As part of the yearly wrap-up at my work organization, I am being asked, as I was last year, to write a detailed evaluation of my own performance. I've never had a root canal, but have a sense it might be more fun than self-appraisal.
Last June I was only a year old, and could ride on newbie status at this world-class place I'd gotten the chance to work at. I've learned more than I even imagined, and my colleagues amaze me with their talents and their work ethic. Good Lord, their work ethic. Twenty-plus years ago, when I living in a pup tent for months at a time and planting trees on the tundra from six in the morning until nine at night (remember, in that part of the world in June the sun doesn't set until almost midnight, and it rises again by about three in the morning) the expression was, go hard or go home. Well, there were others, but they mostly about poop and not for a family-friendly blog.
So I thought I knew hard work, As a treeplanter, I didn't need to look nice. I got to say as many swear words as I wanted, especially because there were about five guys to every woman in the camp. I didn't worry about my hair, as I was wearing a hard hat all day and didn't get to bathe for at least ten days at a time. And since full tree bags weigh about eighty pounds and I might have been pushing a buck ten in those days, I was really bad at the job. As I spent more than half my time trying not to tip over, I didn't feel much love from fellow planters, and as it was piece work I didn't make much cash, either.
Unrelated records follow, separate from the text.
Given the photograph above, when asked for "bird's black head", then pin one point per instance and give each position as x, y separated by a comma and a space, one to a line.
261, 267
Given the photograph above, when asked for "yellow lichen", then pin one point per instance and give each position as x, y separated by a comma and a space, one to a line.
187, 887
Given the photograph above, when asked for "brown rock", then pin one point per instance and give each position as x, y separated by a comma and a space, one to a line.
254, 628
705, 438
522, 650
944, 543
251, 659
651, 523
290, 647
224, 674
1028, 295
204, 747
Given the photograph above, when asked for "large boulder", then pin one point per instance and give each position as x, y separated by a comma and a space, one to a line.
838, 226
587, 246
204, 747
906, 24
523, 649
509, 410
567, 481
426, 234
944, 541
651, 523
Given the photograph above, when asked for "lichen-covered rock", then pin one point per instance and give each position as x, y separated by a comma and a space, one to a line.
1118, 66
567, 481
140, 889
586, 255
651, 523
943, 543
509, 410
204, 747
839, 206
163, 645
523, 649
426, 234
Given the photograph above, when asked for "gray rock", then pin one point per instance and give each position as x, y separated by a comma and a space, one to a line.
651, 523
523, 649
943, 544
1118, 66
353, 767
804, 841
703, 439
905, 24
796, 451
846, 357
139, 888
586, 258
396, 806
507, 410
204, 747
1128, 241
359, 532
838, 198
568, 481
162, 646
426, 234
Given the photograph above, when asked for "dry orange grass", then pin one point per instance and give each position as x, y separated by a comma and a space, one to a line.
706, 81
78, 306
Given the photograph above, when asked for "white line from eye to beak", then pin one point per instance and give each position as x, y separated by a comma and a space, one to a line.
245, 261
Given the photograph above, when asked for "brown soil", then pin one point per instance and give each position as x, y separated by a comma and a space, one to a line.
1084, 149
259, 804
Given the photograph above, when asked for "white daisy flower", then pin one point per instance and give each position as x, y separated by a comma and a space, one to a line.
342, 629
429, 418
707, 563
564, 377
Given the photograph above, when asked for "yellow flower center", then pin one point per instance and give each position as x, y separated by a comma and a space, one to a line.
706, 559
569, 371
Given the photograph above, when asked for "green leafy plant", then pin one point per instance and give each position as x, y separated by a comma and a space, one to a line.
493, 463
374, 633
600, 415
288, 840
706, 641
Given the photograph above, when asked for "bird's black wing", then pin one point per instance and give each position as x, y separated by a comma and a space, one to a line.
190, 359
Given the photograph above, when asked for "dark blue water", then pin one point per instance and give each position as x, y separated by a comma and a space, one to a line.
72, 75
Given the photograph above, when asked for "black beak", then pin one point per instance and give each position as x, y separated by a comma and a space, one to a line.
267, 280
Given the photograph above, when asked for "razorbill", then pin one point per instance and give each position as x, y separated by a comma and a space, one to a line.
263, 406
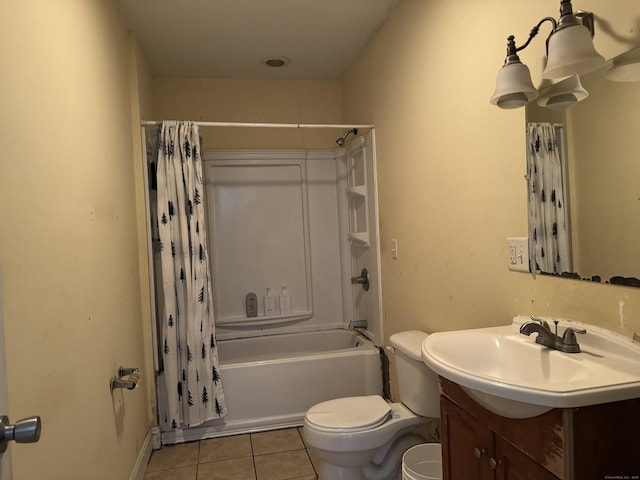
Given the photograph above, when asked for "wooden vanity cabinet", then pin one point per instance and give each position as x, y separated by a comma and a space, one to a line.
596, 442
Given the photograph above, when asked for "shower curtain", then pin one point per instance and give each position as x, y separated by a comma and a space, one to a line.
192, 387
548, 220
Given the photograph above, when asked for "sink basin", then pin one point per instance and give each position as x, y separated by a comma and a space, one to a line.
511, 375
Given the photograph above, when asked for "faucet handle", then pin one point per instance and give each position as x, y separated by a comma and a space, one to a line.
541, 321
569, 336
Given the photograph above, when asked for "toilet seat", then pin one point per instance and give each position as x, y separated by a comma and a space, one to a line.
349, 415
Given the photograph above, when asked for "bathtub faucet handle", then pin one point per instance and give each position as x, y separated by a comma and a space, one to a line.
357, 324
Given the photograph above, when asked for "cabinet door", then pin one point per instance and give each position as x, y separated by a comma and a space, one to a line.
511, 464
467, 445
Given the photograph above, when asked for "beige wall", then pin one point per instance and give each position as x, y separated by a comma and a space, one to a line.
451, 166
254, 101
68, 242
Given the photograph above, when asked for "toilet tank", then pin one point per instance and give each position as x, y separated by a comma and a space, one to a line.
418, 385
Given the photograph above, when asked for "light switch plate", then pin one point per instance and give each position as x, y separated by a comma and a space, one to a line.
518, 254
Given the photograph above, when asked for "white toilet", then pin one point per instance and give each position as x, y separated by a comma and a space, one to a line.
363, 438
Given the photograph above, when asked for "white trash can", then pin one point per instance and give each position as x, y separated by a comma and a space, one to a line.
422, 462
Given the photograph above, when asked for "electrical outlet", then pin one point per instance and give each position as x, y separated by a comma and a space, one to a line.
518, 254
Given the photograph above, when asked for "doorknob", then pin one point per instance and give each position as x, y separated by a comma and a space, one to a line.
363, 279
26, 430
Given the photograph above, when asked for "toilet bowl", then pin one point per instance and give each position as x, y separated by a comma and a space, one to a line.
363, 438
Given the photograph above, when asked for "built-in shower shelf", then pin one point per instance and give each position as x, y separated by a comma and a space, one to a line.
264, 319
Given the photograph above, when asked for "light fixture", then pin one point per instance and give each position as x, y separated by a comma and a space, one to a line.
564, 94
570, 52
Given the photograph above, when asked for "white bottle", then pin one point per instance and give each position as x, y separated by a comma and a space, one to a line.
285, 302
269, 304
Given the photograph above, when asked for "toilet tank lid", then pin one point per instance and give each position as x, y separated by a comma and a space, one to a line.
409, 342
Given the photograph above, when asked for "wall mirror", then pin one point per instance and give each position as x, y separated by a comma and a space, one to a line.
600, 148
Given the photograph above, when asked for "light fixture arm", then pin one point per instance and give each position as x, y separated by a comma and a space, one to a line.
512, 50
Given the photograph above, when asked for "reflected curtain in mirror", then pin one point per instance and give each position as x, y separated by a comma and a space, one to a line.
548, 220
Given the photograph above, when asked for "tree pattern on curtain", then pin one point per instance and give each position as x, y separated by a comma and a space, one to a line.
193, 387
548, 225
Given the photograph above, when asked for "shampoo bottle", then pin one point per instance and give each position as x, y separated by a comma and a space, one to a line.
285, 302
269, 304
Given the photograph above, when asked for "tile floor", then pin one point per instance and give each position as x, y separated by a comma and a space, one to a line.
274, 455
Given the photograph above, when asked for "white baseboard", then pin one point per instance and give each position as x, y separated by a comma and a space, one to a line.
143, 458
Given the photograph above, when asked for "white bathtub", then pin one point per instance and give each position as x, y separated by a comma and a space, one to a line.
270, 382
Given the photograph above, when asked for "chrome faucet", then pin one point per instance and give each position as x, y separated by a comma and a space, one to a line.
357, 324
568, 343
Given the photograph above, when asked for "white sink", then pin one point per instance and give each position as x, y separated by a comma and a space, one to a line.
511, 375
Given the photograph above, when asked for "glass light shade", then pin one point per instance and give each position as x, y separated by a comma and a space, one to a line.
571, 52
563, 94
514, 88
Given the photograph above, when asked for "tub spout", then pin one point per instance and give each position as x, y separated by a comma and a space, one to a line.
357, 324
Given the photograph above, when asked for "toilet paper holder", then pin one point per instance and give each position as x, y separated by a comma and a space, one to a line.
130, 383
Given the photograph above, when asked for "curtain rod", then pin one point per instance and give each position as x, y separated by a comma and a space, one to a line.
265, 125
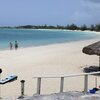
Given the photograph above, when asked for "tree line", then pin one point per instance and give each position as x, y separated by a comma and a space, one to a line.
84, 27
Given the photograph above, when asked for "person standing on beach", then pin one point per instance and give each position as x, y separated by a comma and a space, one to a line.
16, 45
11, 46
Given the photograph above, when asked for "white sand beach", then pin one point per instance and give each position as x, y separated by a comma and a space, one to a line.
47, 60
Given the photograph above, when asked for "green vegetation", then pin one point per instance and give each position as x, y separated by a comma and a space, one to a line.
67, 27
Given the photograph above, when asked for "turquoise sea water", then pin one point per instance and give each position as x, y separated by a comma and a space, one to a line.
35, 37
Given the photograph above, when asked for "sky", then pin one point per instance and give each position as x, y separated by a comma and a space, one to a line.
50, 12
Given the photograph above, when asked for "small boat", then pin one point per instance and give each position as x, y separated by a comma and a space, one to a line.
9, 78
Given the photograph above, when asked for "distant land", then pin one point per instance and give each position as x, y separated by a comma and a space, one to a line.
95, 27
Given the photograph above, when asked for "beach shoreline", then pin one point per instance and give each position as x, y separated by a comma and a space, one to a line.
48, 60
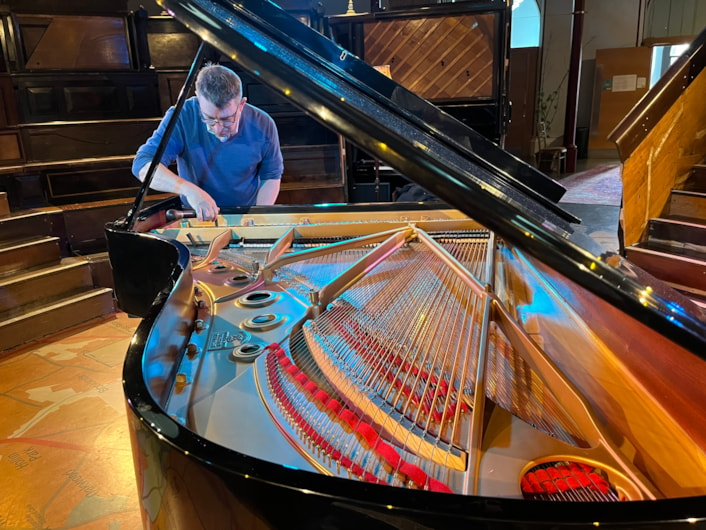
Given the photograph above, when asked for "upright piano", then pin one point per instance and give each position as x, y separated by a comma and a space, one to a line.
476, 362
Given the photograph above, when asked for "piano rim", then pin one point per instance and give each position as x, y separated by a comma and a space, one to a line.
291, 484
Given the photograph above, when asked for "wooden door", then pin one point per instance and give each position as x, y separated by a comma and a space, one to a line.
523, 98
621, 79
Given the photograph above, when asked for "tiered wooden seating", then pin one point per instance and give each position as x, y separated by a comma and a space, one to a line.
663, 147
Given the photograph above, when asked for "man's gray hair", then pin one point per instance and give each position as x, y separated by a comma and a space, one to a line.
218, 84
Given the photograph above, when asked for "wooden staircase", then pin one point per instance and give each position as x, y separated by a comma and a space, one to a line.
42, 290
674, 246
662, 145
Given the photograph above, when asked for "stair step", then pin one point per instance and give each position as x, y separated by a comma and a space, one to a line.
696, 181
687, 205
676, 237
55, 317
4, 204
31, 223
683, 272
22, 291
26, 254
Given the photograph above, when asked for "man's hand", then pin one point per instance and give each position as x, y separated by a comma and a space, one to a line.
166, 180
204, 205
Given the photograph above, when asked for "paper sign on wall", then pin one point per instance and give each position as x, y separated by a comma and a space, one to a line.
625, 83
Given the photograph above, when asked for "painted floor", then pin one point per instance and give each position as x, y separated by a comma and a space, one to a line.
65, 456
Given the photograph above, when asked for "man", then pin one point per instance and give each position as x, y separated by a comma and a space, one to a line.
227, 151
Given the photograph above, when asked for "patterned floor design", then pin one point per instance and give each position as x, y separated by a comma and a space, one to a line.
65, 456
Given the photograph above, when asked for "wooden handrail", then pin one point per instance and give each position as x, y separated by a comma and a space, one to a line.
645, 115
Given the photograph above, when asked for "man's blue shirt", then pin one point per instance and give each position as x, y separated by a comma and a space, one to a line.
229, 171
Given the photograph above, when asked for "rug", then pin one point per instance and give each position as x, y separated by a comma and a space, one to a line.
599, 185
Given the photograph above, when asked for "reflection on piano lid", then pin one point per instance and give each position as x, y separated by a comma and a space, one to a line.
401, 366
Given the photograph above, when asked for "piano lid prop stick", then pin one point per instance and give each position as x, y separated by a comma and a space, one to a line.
183, 94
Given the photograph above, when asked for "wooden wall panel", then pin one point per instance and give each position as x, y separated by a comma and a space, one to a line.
439, 58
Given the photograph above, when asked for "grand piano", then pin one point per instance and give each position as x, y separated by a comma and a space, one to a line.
476, 362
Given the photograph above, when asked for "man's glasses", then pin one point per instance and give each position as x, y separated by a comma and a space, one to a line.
228, 121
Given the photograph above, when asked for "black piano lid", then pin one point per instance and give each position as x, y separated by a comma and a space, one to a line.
430, 147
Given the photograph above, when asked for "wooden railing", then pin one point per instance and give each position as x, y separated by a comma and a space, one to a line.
661, 138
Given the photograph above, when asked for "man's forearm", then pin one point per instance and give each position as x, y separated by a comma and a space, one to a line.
267, 194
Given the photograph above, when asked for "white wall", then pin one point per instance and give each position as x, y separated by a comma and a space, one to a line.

When we go through these very ugly failures--for the record, I did not go home, but went back for a second year and failed only marginally less, proof of my hardheadedness--we can only say it's character building. Otherwise, we are big losers, and since what I did was pretty bloody hard, I figured it was okay to say I'd earned some grit.
Still, how to I personally evaluate myself against the gold standard I see every day? I consulted Psychology Today, which says that overly high self-esteem is indicative of the manic phase of bi-polar folks, so I'm out of the woods there. And really low self-esteem sounds a bit over the top, and when I saw it in writing I realized the people who are stuck there need a hug and a good cup of tea, and then a talented therapist. I've had a couple of wonderful ones, and they've helped me absolve myself of my tree-planting sins and a multitude of others.
Exercises involving formal self-appraisal help us look back on what we've learned and what we need to do to grow more. But for people who listen to the 99 things they've done well but go home and obsess about the one thing they've done badly (I'm getting better at this, but old habits die hard) they are rough. I remind myself that I am learning from among the best, and that I know a lot more than I did when I got into this field a decade ago. If I thought I was all over it, that would mean that I am sitting in my comfort zone. Boring and chickenshit. Gotta grow, gotta grow.